Originally Posted by
Dan The Man
If you are going fast, the knee might give you some asymetric drag to help the turn along a little bit against the air instead of against the contact patch. I prefer to start a turn with my weight high, and then kind of fall into the bike by the end of the turn.
On a related note. I recently tried to just turn my handlebars while going straight at low speed, no leaning, just to see if I could. I found that I was unable to turn the handlebars more than 5 or so degrees. I am not sure if it was a psychological barrier or a physical one. But atleast for me it seems impossible to just turn the handlebars without also leaning onto the bars and shifting my weight.
Balancing the bike requires steering the front wheel, however minutely.
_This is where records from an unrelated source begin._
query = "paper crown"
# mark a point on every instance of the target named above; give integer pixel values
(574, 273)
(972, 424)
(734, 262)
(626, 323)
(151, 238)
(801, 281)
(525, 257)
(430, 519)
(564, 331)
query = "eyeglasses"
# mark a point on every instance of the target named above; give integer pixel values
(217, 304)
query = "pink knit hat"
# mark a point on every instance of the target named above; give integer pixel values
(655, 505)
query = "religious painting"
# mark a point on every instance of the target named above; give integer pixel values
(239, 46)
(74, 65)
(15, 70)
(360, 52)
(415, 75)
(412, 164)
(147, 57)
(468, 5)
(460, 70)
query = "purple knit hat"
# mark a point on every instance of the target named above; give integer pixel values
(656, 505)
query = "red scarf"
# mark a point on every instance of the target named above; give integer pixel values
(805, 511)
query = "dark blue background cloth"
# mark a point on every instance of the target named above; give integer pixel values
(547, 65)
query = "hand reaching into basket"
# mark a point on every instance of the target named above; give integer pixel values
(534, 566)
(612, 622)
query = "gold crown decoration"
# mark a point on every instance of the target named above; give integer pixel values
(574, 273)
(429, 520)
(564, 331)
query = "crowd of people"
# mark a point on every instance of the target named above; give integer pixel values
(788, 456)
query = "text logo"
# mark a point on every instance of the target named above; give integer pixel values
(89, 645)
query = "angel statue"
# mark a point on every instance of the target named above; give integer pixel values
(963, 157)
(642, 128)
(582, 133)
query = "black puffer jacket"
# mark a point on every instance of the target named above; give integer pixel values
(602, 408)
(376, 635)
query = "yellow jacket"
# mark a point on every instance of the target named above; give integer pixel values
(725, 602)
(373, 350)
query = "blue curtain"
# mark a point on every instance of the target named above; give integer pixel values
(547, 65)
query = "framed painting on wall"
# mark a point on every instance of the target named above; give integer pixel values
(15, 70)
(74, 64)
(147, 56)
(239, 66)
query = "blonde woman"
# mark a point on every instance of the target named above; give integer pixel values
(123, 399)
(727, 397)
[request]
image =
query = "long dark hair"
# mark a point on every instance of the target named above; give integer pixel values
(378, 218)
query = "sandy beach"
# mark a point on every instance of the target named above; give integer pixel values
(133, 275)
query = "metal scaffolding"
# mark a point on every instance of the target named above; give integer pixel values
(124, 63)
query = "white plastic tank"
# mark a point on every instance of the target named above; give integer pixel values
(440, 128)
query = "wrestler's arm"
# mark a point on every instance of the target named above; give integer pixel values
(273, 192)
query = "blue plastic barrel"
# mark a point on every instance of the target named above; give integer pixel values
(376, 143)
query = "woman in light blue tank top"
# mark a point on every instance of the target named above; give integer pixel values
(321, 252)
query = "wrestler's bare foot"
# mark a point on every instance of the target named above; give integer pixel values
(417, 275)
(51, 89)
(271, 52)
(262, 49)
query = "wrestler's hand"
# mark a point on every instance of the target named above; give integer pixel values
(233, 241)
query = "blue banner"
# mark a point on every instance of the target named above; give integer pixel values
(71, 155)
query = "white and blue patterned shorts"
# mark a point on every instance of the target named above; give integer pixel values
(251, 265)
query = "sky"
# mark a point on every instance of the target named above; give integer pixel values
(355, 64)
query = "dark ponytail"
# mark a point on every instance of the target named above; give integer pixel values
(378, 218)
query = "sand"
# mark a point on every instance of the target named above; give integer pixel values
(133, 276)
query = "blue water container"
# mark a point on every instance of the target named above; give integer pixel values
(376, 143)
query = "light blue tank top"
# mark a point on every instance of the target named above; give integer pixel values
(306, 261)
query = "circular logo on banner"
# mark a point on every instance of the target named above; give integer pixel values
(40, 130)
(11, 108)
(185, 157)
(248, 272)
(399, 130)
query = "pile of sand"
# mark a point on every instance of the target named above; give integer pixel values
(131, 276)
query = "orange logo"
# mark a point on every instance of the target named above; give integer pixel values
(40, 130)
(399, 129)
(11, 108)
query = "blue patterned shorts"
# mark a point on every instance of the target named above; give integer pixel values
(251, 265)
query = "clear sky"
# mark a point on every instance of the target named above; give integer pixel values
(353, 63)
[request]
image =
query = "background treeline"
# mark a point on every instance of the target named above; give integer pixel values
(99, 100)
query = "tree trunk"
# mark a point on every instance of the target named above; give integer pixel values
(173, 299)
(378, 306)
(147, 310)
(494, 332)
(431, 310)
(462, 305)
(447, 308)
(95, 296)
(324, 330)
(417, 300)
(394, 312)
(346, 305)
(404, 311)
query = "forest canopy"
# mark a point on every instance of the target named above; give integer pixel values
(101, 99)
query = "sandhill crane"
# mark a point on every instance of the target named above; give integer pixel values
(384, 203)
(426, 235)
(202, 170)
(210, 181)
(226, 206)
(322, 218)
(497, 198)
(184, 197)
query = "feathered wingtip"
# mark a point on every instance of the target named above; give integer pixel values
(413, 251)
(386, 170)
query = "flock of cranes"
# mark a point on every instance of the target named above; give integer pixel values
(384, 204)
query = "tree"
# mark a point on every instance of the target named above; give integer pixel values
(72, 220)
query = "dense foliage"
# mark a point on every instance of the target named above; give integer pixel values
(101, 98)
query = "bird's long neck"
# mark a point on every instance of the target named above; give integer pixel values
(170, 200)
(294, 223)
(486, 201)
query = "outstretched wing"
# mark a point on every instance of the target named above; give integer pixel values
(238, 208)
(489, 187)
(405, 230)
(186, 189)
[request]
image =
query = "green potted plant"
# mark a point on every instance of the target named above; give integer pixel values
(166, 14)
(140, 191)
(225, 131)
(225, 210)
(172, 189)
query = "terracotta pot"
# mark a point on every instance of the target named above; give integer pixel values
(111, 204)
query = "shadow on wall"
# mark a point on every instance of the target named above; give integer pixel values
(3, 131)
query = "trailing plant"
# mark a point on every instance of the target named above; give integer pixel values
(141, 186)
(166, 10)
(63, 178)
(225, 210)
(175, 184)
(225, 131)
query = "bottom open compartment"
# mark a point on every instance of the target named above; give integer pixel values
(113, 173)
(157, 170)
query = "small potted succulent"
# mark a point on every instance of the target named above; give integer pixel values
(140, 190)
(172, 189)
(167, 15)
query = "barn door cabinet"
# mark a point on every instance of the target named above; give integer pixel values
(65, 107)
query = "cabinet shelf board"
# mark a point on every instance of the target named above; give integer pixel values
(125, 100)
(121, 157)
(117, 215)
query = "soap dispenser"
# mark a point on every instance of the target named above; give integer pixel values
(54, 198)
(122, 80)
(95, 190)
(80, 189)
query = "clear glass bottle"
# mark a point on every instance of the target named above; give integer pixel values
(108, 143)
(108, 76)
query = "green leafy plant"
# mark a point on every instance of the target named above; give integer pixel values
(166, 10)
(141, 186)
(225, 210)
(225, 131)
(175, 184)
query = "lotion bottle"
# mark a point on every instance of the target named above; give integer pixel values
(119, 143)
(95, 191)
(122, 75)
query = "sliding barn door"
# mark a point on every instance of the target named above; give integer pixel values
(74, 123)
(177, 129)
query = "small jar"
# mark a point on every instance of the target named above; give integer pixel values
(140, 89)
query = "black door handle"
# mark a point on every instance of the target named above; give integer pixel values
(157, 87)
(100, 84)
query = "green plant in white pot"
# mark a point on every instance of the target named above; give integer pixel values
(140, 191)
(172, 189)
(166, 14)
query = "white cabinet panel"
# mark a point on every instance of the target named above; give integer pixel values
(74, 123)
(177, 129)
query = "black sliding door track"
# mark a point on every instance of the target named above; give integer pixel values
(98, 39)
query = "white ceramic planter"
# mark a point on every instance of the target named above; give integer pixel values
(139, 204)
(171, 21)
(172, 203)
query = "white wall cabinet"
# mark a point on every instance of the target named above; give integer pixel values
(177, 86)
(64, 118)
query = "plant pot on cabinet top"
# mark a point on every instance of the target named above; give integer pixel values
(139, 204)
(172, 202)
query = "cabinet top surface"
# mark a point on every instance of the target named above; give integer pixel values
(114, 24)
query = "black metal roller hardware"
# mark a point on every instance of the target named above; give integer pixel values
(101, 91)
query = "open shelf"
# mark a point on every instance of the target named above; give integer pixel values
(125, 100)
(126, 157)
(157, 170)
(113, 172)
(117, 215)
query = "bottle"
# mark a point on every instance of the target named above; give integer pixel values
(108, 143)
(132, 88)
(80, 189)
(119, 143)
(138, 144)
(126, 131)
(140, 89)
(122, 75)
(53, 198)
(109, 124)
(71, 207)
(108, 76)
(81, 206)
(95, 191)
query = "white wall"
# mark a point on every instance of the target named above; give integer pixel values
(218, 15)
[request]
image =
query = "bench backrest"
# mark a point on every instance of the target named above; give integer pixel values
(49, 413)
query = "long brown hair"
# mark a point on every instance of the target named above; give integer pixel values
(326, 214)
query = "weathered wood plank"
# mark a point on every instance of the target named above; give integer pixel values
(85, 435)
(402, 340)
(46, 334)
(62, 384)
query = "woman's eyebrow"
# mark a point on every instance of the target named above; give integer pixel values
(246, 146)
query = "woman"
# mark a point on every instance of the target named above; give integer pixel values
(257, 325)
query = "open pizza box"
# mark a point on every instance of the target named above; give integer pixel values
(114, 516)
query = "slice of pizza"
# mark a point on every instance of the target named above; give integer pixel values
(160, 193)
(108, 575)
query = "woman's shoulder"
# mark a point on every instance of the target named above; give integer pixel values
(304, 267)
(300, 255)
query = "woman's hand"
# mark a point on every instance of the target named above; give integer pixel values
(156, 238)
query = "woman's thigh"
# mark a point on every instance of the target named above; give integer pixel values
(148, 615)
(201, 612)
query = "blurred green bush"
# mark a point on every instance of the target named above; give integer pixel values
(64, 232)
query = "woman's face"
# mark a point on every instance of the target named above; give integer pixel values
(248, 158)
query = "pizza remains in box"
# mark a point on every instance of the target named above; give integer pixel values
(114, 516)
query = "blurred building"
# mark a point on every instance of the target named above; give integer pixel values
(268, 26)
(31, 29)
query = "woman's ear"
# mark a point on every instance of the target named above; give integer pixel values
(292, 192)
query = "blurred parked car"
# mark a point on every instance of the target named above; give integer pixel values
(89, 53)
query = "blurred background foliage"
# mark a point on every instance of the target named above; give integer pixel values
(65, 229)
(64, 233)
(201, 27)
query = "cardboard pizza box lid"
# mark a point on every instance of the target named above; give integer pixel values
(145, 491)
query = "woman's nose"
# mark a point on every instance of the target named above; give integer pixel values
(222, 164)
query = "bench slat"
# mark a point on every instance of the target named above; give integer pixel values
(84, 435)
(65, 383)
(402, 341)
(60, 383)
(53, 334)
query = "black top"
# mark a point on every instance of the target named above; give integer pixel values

It's possible to ride a bike with tiny wheels (no gyroscopic effect), short wheelbase, long wheelbase, etc, but lock the steering and any normal rider will fall over.
It's pretty much impossible to turn the bars without turning or leaning; it's how two wheeled things work.
Okay, it's probably like saying it's impossible to fold paper in half more than 8 times. Mythbusters did 11 folds I think, using a huge piece of paper (100 yards x 100 yards?) and using a bulldozer and steamroller to help fold. I'm sure that a super wide tired bike (think 2 foot wide slicks off the back of a dragster) could be "steered" without leaned. But a normal bike, no.